Liglerimizin oynandığı şu aşırı sıcak günlerde bu kadar çarpıklıklarla karşılaşıyoruz ki bunları anlatmak mümkün değil. Bakıyoruz Başakşehir takımı Salı günü hafta arası maçını oynuyor, Trabzonspor ise 1 gün sonra Çarşamba günü oynuyor peki bu durumda gelecek haftanın maçını kimin önce oynaması lazımdı.

Tabii ki Başakşehir’in ama maalesef tam tersi oluyor. Ayrıca Başakşehir takımı saat: 21:00’da maça çıkıyor, Trabzonspor’da 18:30’da sıcağın yoğun olduğu saatlerde oynatılıyor. Böyle bir adalet olmaz. TFF ve yayıncı kuruluş kendi aralarında anlaşarak şampiyonu belirlemeye çalışıyorlar. Olan da Trabzonspor’a oluyor.
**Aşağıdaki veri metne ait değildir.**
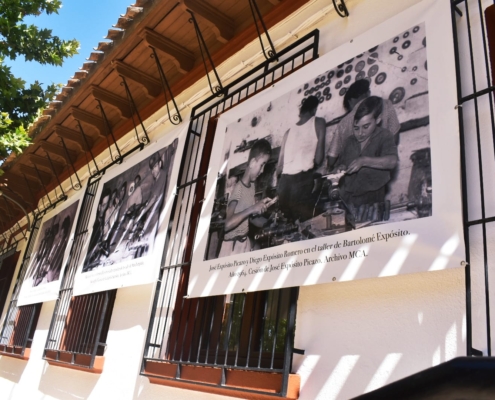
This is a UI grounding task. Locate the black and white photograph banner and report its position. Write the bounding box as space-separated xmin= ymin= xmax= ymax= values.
xmin=17 ymin=192 xmax=82 ymax=306
xmin=188 ymin=1 xmax=464 ymax=297
xmin=74 ymin=127 xmax=186 ymax=295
Aslında Başakşehir’in bu tip çirkin oyunculara ihtiyacı yok. Yukarıda Allah var. Mükemmel kadroları çok iyi kulübeleri var yedeklerinden bile 2.bir takım çıkartırlar. Trabzonspor işse onun tam tersinde kulübesinde oyuna sokacak futbolcusu yok.

Başakşehir için her türlü tezgahı ve çirkin oyuncuları hazırlayıp, göze girmeye çalışanlar var. İşin açıkçası birine diyet ödemeye çalışıyorlar. Ama Trabzonspor camiasını kimse küçümsemesin. Zamanı geldi mi herkese dersini vermesini iyi bilir.
 
**
 
Geçen hafta son 25 dakika oyundan düşerek Başakşehir’e teslim olan Antalyaspor, bu hafta Trabzonspor’un konuğuydu. Matematiksel olarak her ne kadar düşme potasında olsa da alttaki diğer takımlara göre çok rahat bir pozisyonda olduğu bir gerçekti. Trabzonspor’u son 4 haftaya girdiğimiz bu zorlu süreçteki konuğu Antalyaspor’du. Bu tip maçlarda rehavetin ve küçümsemenin ne kadar büyük bir hata olduğunu Ankaragücü maçında gördük.

Bunun için bu maçlara ciddiyetle çıkmamız lazımdı. Kadrolara baktığımızda Trabzonspor’da Da Costa cezalı Nwakaeme ise hafif sakatlıktan dolayı kulübede yer aldı. Bunun yarında Antalyaspor’da sakat ve cezalı oyuncu sayısı çok fazlaydı.

Bu da bizim için büyük bir avantajdı. Ancak her ne hikmetse, oyuncularımı maça çok isteksiz ve umutsuz başladılar.
Daha 7.dakikada Ndiaye’yle penaltı yaptık. Antalyaspor Ufuk’la bu vuruşu gole çevirdi.

12. dakikada ise, Sörloth’un kafa ile çevirdiği topa rakip oyuncu elle çarpınca Halil Umut Meler VAR’a gitti ve penaltıyı verdi. Sosa’nın kullandığı atışla bir anda skor 1-1’e geldi. Ben şahsen dakikalar ilerledikçe Trabzonspor’da canlanma olur diye bekliyordum. Ama en ufak bir canlanma olmadı.
Bana göre Ndiaye’yi önde oynatmak yanlıştı. Çünkü Sosa ileride daha verimli oynuyordu.
Geride oynadığı için de oyun kurmakta çok zorlandık.

40. dakikada Ekuban’la bir penaltı kazandık. Kaptan Sosa bu penaltıyı da gole çevirerek takımını da öne geçirmesini bildi. İlk yarı da bu skorla bitti.
İkinci yarıya yine Antalyaspor iyi başladı. Daha 52.dakikada bile pozisyon buldular. Bunun aksine Trabzonspor, istenilen oyunu sahaya yansıtamadı.
65.dakikada iki değişiklik gördük. Nwakame ve Guilherme oyuna girdi. Ama 1 dakika sonra Hüseyin’in hatasının ardından Antalyaspor’un da beraberlik golü geldi.
Ama Antalya durmuyor pozisyon üstüne pozisyona giriyor. Ne yazık ki Trabzonsporlu oyuncular, adeta maçı bırakmış gibi bir havadaydılar.

Aslında bizim oyuncularımız sadece maçı değil, koskoca bir sezonu kafalarında bitirmişlerdi. Taraftarlarımız hep hocaya takılıyor. Futbolcularımızın kötü olduğunu kimse görmüyor. Şahsen ben böyle kötü futbola şampiyonluk istemiyorum. Önceki maçlarda da gördük ki Trabzonspor’un en can alıcı mevkisi stoperleriydi. Bu hastalık aynen devam ediyor.
Kimse suçlu aramsın suçlular bellidir.